しかし私が一番強い影響を受けたのは、おそらく、戦争中の日本国に天から降ってきたような渡辺一夫助教授からであったにちがいない。渡辺先生は、軍国主義的な周囲に反発して遠いフランスの文化をあまりによく知りすぎていたし、また日本の社会にあまりに深く関わっていた。日本の社会の、そのみにくさの一切のさらけ出された中で、生きながら、同時にそのことの意味を、より大きな世界と歴史のなかで、見定めようとしていたのであり、自分自身と周囲を、内側からと同時に外側から、「天狼星の高みから」さえも、眺めようとしていたのであろう。それはほとんど幕末の先覚者たちに似ていた。攘夷の不可能を見抜き、鎖国の時代錯誤を熟知し、わが国の「遅れ」を単に技術の面だけではなく、伝統的な教育とものの考え方そのものに認めて、その淵源を日本国の歴史のなかにもとめ…もしその抜くべからざる精神が、私たちの側にあって、絶えず「狂気」を『狂気」とよび、「時代錯誤」を「時代錯誤」とよびつづけるということがなかったら、果たして私が、ながいいくさの間を通して、とにかく正気をたもちつづけることがてきたかどうか、大いに疑わしい。

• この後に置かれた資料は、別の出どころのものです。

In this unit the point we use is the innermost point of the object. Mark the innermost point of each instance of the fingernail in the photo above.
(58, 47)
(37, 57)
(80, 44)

あんなに明晰な頭脳の持ち主である加藤周一さんをして「正気をたもちつづけることがてきたかどうか、大いに疑わしい」と言わしめた、戦争の狂気を思います。しかし、渡辺一夫助教授のような、透徹した「覚めた精神」の持ち主に接することの幸いも思う訳ですね。
その戦争前夜の様な日本でも、そのような透徹した「覚めた精神」に触れ続けることの意味を噛みしめていたいものです。